Алексей отошел от иконы, исполненный ожидания, словно в полутемном храме должно было с ним что-то случиться. Будто кто-то всю жизнь, с самого рожденья, вел его в этот храм, в этот призрачный дом, зыбкий, как лунная тень. В стороне от иконостаса, в свете одинокой лампады, слабо зеленели ступени. Малахитовая лестница вела вверх, «на Голгофу», как сказал священник. Восхождение на Голгофу соответствовало нисхождению вниз, в подвал. Алексей поднимался по малахитовым зеленым приступкам, но ему казалось, что он погружается вниз, откуда веет сыростью, холодной плесенью, близкой землей.

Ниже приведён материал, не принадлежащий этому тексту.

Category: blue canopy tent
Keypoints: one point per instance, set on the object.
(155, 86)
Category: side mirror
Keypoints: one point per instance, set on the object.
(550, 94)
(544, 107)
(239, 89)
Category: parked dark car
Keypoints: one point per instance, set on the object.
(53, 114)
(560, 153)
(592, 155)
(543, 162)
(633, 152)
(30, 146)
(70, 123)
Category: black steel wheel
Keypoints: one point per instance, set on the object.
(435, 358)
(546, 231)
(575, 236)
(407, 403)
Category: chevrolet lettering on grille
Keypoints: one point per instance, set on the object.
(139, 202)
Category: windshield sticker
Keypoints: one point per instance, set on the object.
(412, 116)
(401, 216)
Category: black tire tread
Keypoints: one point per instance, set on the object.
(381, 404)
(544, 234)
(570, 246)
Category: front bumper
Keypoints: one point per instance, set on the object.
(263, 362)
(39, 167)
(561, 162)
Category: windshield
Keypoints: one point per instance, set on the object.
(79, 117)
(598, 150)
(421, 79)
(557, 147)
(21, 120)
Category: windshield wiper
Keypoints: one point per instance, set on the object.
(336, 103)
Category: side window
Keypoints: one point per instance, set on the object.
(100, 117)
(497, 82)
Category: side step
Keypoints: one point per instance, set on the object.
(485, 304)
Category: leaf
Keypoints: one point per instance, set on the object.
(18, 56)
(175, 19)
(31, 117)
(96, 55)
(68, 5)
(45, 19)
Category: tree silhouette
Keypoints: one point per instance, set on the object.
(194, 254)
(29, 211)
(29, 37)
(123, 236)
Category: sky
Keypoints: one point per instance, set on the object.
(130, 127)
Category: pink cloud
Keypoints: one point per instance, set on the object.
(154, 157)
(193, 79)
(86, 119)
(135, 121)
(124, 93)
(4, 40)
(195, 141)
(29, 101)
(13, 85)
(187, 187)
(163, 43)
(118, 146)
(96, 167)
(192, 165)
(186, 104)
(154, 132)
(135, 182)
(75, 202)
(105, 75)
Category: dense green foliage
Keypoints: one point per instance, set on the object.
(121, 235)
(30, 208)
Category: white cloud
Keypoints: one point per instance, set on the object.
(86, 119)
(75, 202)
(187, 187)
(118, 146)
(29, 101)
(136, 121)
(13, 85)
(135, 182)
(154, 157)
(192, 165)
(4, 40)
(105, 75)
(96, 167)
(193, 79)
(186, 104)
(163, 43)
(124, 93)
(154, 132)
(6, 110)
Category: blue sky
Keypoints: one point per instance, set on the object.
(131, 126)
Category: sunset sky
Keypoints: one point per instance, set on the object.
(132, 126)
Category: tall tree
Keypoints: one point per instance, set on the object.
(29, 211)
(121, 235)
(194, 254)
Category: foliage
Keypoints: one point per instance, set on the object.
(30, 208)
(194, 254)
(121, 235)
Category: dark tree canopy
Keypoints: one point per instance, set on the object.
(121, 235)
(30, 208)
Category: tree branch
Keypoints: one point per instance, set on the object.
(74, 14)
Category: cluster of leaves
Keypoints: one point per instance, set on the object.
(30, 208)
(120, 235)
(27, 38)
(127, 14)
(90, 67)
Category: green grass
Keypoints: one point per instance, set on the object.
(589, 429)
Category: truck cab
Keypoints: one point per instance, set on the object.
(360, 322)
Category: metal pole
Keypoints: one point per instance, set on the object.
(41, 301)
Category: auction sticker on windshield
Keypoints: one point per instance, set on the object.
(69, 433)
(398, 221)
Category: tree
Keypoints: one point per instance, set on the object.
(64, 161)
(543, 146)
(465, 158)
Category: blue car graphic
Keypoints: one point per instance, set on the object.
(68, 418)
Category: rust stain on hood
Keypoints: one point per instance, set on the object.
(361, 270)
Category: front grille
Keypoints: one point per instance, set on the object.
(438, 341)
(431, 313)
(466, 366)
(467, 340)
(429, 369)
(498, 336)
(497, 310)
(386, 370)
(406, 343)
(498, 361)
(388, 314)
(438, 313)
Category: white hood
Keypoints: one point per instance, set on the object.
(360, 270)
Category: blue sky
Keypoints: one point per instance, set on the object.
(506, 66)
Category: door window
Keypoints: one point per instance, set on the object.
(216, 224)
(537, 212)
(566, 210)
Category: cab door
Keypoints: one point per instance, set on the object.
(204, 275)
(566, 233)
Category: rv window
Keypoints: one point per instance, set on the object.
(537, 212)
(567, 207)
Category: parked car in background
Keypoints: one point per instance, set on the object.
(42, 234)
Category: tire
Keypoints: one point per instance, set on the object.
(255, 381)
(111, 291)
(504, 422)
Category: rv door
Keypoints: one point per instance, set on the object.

Их привели в подвал, где прежде они никогда не бывали. Низкая комната была оклеена сырыми полосатыми обоями. На тумбочке горели две керосиновые лампы, и потолок над ними казался красным. Посреди комнаты стоял плетеный венский стул с поломанной спинкой. «Садись сюда», — сказал царь сыну, усаживая его и опуская руки на его худые острые плечи. «Почему такая экстренность? Почему среди ночи?» — удивлялась царица, заспанная, недовольная, накинув поверх платья теплую шаль. «Но они же сказали, мама, что в целях нашего благополучия. Ожидается какой-то налет». «Просто нас мучают, вот и все», — сердито отозвалась Ольга, поправляя рассыпающиеся волосы, машинально поводя глазами в поисках зеркала. «У меня голова болит», — тихо пожаловался царевич. «Ничего, мой хороший. Сейчас вернемся, ляжешь в постель, я тебе дам микстурки», — погладила его по голове царица. А у него, царя, такая к ним нежность, любовь, желание раскинуть над ними спасительный покров, накрыть большими пышными крыльями, как это делает пугливая птица, заслоняя своих птенцов. В дверях показался высокий, затянутый в черную кожу человек, плечистый, чернобородый, с горящими, почти без белков, глазами. Складки кожанки хрустели, освещенные лампами, отливали красноватым глянцем. Колечки бороды, черно-синие, были как у вавилонских царей. Он сунул руку в карман, извлек кусочек бумаги. Сочным страстным голосом стал читать: «Именем Исполкома Уралоблсовета…» «Что, что?» — переспросил царь. И пока спрашивал, из-за спины человека выскакивали другие люди, выхватывали револьверы и начинали стрелять, наполняя сумерки комнаты белыми вспышками, пламенеющим грохотом, букетами серого дыма. И последнее, что видел царь, — поднятое к нему, изумленное, с возведенными бровями лицо сына, на хрупкой шее набухшая голубая жилка, и два толчка в грудь, в самое сердце погасили свет керосиновых ламп и близкое сыновнее лицо.